Tagon presented two illustrative changes the court could consider: increasing the county match to 200% future-only or to 225% future-only. "If it's a 200% match feature only, it would increase to 8.56% — a difference of 122 basis points," he said. He explained "future only" means the higher match would apply to deposits made beginning in the chosen effective year and would not retroactively increase what the county already matched.
Commissioners asked how those basis points translate to dollars. Tagon used the county's projected payroll (a little north of $13 million) and said the 122-basis-point increase is roughly 1% of payroll; commissioners and staff estimated that would be on the order of $130,000–$145,000 annually for Van Zandt County. He offered to run the county's payroll worksheet and a custom plan comparison to produce exact dollar figures for the commissioners' budget workshops.
Tagon emphasized that independent actuaries produce the annual required rate using the plan's demographics — hires, terminations and withdrawals — and that the system is designed to "glide" toward full funding if the required rate is paid. He also reviewed vesting and portability rules: employees vest after eight years, survivor benefits have election points after four years, and service time transfers but account balances remain with the original employer.

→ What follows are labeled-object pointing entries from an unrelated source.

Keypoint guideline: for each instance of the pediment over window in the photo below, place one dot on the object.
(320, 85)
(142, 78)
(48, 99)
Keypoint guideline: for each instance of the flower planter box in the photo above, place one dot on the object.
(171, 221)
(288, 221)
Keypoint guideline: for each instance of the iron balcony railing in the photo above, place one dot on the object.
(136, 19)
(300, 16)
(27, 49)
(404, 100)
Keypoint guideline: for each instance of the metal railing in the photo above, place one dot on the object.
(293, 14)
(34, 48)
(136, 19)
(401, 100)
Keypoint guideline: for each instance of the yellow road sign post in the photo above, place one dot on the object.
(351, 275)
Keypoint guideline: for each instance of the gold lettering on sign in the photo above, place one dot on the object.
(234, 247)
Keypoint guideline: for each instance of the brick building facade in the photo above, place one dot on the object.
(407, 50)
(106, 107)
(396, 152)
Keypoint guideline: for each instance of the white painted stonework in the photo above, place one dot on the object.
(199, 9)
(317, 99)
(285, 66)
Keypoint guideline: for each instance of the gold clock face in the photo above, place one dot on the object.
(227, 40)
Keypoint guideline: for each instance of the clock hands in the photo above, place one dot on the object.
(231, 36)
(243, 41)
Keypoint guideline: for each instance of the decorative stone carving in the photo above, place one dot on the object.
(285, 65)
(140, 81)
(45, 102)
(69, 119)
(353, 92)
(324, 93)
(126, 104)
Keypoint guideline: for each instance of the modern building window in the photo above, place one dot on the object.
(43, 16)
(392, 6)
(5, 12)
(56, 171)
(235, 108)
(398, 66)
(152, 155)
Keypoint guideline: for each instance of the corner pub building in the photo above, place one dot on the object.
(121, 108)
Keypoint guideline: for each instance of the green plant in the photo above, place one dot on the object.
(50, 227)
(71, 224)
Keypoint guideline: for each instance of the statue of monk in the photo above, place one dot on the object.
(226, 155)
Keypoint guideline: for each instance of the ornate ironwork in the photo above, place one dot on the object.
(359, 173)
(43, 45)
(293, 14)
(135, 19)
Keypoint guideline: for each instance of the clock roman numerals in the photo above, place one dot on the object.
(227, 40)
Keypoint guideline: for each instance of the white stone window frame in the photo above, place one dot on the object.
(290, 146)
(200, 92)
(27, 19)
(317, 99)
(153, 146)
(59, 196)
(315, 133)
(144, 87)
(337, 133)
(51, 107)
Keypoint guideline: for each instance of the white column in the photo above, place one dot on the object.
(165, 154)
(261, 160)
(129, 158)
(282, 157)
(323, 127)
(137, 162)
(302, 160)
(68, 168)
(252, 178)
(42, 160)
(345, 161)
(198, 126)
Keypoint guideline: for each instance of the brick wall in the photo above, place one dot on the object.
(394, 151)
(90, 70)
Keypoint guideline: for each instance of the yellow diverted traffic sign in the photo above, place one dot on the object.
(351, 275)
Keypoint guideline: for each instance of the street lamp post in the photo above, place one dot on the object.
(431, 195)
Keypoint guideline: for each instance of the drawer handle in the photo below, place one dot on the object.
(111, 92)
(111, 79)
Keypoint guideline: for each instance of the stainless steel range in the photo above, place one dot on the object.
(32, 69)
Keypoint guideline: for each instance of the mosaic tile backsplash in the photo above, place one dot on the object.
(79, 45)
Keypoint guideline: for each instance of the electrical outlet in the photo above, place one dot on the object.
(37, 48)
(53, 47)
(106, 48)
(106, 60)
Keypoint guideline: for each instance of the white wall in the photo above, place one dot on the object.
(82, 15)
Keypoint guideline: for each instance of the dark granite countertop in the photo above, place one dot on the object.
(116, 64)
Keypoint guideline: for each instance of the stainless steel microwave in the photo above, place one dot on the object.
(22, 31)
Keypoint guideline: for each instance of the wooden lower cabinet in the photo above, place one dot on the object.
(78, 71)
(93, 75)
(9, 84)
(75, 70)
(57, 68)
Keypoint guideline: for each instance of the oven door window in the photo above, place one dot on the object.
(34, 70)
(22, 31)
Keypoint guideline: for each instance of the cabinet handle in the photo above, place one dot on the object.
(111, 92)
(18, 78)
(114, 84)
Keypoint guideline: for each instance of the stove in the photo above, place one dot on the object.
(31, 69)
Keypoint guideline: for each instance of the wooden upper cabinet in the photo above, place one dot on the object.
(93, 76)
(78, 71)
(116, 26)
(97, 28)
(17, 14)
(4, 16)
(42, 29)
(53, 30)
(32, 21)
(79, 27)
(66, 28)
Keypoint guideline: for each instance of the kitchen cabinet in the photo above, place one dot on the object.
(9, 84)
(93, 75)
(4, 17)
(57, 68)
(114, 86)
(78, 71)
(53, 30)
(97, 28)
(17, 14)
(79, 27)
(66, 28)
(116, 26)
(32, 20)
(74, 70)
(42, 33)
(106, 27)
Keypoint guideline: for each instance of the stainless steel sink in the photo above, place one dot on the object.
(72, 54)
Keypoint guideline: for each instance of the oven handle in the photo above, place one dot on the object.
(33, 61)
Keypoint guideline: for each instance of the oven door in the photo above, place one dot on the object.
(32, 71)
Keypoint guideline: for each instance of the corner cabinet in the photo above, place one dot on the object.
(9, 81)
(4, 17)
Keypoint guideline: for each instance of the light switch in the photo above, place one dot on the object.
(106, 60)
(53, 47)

The presenter offered to circulate neighbor-county comparisons of match levels and funding outcomes; commissioners asked for those reports to inform whether Van Zandt should pursue a phased increase (for example, smaller annual steps) or keep its current 175% match level.
The workshop did not include any formal motion or vote on changing the match; commissioners asked staff to obtain dollar-specific worksheets and comparable-county reports before a decision.